According to Nyekanyeka AGOA has an interest in selected value chain of sesame oil, moringa, natural honey, mangoes, chilli, paprika, pigeon peas, beans, oil cake, Macademia, sugar and tea.

He said currently Malawi is on top four in the production of macadamia in the world.

President of the Cross Border Association of Malawi Steven Yohane agreed that unity and joint ventures can give them an opportunity to bring home the AGOA award in the remaining three years.

He, however cited competition amongst themselves as one factor that is reason for lack of joint ventures for businesses in the country.
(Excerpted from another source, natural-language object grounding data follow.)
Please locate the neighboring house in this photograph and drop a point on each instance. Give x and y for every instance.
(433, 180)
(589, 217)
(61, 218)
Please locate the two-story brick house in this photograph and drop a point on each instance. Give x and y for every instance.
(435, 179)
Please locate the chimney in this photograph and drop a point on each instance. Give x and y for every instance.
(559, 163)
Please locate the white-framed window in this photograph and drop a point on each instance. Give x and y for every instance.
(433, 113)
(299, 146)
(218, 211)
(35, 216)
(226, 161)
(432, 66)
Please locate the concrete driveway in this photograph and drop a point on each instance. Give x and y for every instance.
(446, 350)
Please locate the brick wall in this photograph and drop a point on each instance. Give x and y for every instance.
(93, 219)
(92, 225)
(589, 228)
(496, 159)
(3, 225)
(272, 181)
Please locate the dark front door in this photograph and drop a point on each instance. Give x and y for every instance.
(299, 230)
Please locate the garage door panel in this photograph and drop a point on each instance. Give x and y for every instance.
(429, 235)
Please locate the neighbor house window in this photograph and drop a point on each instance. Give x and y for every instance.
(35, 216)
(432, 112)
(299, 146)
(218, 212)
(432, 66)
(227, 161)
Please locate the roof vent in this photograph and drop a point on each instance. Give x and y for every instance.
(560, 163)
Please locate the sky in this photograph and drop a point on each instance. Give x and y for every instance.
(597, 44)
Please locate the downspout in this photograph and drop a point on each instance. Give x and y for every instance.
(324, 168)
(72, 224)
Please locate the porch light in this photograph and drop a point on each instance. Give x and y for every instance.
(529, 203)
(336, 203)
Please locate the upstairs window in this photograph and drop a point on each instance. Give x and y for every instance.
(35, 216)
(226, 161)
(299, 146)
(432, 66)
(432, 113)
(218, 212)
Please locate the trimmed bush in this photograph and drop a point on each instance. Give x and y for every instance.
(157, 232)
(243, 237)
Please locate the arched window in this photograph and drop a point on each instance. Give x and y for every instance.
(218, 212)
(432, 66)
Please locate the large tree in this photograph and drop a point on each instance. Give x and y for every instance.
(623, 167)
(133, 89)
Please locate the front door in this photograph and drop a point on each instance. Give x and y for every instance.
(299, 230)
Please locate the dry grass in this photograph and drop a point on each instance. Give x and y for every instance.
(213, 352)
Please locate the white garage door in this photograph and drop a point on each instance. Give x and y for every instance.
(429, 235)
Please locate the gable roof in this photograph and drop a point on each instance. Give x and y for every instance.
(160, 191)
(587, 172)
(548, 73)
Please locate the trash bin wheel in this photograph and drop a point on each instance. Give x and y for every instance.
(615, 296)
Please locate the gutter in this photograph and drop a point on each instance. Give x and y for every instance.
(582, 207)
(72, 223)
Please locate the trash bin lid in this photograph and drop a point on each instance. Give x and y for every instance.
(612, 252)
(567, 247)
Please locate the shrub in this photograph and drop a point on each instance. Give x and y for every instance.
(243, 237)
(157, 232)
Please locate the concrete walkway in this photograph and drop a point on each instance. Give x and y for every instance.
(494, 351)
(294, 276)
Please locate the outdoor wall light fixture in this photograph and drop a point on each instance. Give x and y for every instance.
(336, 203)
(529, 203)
On his part USAID Trade Investment Hub country representative in Malawi Dagrous Msiska explained the objectives and importance of the competition saying the award is one way of bolstering African economic growth and reduce poverty through promotion of trade on the international market.

“The USA trade hub has been working with the ecosystem since the project started in 2000 and right now it is heading towards its final phase as it is ending in 2025.The ecosystem comprises the government and private sector largely to drive the trade to the US because of capacity that has been belt locally,” Msiska said.

In partnership with a South African based agency, the Eastern Cape Development Corporation(ECDC), Planetarium Institute has been promoting regional exporter award 2021 in Malawi .The award was in South Africa hosted by ECDC on 8 December where eight countries participated.

Nationally a Malawian firm Conforzi Plantation Limited exporters of tea and macadamia became winners and took part in the competition for the first time at this year’s exporter award in South Africa while Homes from Karonga emerged winner of the best exporter to U.S where businesses from Botwasana, Malawi, Eswathini, Lesotho, Mozambique, Namibia, South Africa and Zambia participated.